Terug naar bibliotheek
Hoge Raad

ECLI:NL:HR:2009:BH6530

Arrest

ECLI:NL:HR:2009:BH65305 juni 2009Deze uitspraak is in 1 latere zaken aangehaald

Arrest inhoud

5 juni 2009

Eerste Kamer

08/03028

EV/EE

Hoge Raad der Nederlanden

Beschikking

in de zaak van:

[De vader],

wonende te [woonplaats],

VERZOEKER tot cassatie,

advocaat: mr. R.Th.R.F. Carli,

t e g e n

[De moeder],

wonende te [woonplaats],

VERWEERSTER in cassatie,

advocaat: mr. M.S. van Muijden.

Partijen zullen hierna ook worden aangeduid als de vader en de moeder.
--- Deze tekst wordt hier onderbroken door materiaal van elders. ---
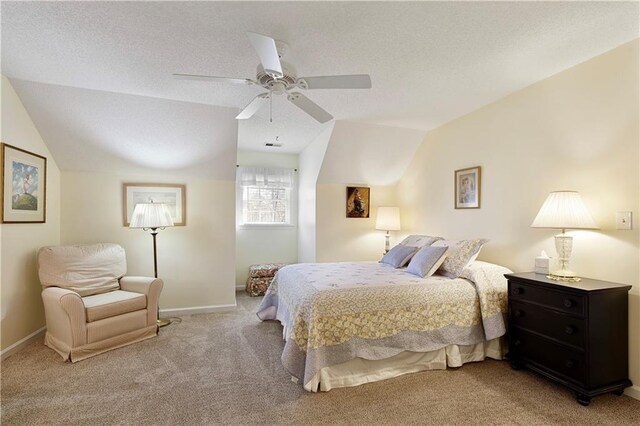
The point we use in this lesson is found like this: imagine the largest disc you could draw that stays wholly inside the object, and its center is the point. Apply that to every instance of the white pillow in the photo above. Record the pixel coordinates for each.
(399, 256)
(419, 240)
(461, 253)
(427, 261)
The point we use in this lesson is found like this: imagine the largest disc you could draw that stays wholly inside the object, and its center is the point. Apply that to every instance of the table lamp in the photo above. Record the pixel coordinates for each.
(388, 220)
(564, 210)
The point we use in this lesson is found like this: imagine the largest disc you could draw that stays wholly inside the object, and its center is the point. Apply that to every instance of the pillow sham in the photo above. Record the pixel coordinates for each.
(419, 240)
(460, 254)
(426, 261)
(399, 256)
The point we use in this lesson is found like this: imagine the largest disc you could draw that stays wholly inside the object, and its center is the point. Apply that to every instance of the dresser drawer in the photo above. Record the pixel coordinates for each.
(559, 326)
(548, 355)
(552, 298)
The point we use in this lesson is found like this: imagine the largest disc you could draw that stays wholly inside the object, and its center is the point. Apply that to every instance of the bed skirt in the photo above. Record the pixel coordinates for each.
(359, 371)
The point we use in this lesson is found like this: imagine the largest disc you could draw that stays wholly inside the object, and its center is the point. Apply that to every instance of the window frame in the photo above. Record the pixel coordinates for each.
(293, 208)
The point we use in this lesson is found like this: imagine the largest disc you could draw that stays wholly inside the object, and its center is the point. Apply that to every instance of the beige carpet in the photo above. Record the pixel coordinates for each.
(225, 369)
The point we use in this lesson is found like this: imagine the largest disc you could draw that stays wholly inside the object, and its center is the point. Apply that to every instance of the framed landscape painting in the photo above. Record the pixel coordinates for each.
(24, 190)
(357, 201)
(467, 184)
(171, 195)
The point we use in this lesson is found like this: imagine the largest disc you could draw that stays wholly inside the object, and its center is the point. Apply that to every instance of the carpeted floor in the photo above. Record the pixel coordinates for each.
(225, 369)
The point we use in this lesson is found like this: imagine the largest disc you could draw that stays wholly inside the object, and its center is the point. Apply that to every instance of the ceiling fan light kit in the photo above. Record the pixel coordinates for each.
(279, 78)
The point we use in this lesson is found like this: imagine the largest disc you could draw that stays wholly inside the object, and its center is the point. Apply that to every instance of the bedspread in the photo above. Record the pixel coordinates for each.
(334, 312)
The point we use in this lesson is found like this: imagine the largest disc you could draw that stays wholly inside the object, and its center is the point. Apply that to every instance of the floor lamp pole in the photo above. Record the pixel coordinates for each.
(154, 232)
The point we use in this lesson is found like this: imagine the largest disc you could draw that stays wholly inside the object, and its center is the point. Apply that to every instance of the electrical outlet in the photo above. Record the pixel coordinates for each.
(623, 220)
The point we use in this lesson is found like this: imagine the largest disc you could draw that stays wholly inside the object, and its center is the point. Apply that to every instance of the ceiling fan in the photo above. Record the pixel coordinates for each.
(279, 78)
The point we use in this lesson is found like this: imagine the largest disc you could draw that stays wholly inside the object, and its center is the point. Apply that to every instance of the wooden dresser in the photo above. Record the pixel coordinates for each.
(573, 333)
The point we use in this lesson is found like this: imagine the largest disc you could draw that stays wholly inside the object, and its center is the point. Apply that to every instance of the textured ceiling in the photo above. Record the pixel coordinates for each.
(429, 62)
(96, 131)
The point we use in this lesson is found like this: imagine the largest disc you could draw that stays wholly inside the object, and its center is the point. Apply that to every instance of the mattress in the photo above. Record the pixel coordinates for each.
(333, 313)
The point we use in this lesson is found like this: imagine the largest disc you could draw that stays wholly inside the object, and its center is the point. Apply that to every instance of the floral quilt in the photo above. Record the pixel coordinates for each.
(334, 312)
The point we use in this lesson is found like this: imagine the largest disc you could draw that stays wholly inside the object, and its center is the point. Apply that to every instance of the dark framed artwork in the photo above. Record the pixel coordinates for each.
(357, 201)
(24, 186)
(467, 184)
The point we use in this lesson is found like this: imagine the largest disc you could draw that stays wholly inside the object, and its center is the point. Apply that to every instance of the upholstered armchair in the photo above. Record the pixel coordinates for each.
(90, 306)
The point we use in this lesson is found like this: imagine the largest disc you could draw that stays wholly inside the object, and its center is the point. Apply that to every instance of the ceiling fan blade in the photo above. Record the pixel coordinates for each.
(310, 107)
(266, 48)
(212, 78)
(253, 106)
(356, 81)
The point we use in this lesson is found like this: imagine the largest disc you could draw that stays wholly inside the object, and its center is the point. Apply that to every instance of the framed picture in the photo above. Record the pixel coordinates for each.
(357, 201)
(467, 183)
(24, 186)
(171, 195)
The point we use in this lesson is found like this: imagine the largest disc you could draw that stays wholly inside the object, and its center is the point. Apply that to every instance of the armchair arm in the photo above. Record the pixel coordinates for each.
(65, 314)
(151, 287)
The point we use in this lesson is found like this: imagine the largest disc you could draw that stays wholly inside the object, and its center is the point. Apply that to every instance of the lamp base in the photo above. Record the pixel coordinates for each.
(162, 322)
(564, 244)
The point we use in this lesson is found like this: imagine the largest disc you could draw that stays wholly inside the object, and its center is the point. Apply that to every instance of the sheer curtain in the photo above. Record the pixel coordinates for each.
(266, 176)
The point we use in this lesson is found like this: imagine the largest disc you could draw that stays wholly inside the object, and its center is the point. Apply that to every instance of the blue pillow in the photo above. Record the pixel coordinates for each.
(399, 256)
(427, 261)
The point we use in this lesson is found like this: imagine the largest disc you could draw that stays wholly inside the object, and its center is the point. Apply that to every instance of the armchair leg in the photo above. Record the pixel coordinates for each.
(162, 322)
1. Het geding in feitelijke instanties

Met een op 25 juli 2006 ter griffie van de rechtbank Utrecht ingediend verzoekschrift heeft de vader zich gewend tot die rechtbank en verzocht, kort gezegd, te bepalen dat partijen in gelijke delen in de opvoeding en verzorging van hun minderjarige zoon [de zoon] voorzien, dat [de zoon] om de ene week bij de moeder en de andere week bij de vader zal verblijven en dat [de zoon] de helft van de schoolvakanties bij de moeder en de andere helft bij de vader zal verblijven.

De moeder heeft het verzoek bestreden.

De rechtbank heeft, na een mondelinge behandeling waarin de vader heeft aangegeven ook akkoord te zullen gaan met een co-ouderschapregeling waarbij [de zoon] de ene helft van de week bij de moeder verblijft en de andere helft van de week bij de vader, bij beschikking van 27 december 2006 beslist dat de vader recht op omgang met [de zoon] heeft en wel van woensdagavond 18.00 uur tot zaterdagavond 18.30 uur, alsmede de helft van de schoolvakanties, in onderling overleg af te spreken.

Tegen deze beschikking heeft de moeder hoger beroep ingesteld bij het gerechtshof te Amsterdam.

Bij beschikking van 15 april 2008 heeft het hof de beschikking van de rechtbank Utrecht vernietigd en, opnieuw beschikkende, het inleidend verzoek van de vader afgewezen.

De beschikking van het hof is aan deze beschikking gehecht.

2. Het geding in cassatie

Tegen de beschikking van het hof heeft de vader beroep in cassatie ingesteld. Het cassatierekest is aan deze beschikking gehecht en maakt daarvan deel uit.

De moeder heeft verzocht het beroep te verwerpen.

De conclusie van de Advocaat-Generaal E.B. Rank-Berenschot strekt tot verwerping van het beroep.

3. Beoordeling van de middelen

De in de middelen aangevoerde klachten kunnen niet tot cassatie leiden. Zulks behoeft, gezien art. 81 RO, geen nadere motivering nu de klachten niet nopen tot beantwoording van rechtsvragen in het belang van de rechtseenheid of de rechtsontwikkeling.

4. Beslissing

De Hoge Raad verwerpt het beroep.

Deze beschikking is gegeven door de raadsheren A.M.J. van Buchem-Spapens, als voorzitter, J.C. van Oven en W.A.M. van Schendel en in het openbaar uitgesproken door de raadsheer E.J. Numann op 5 juni 2009.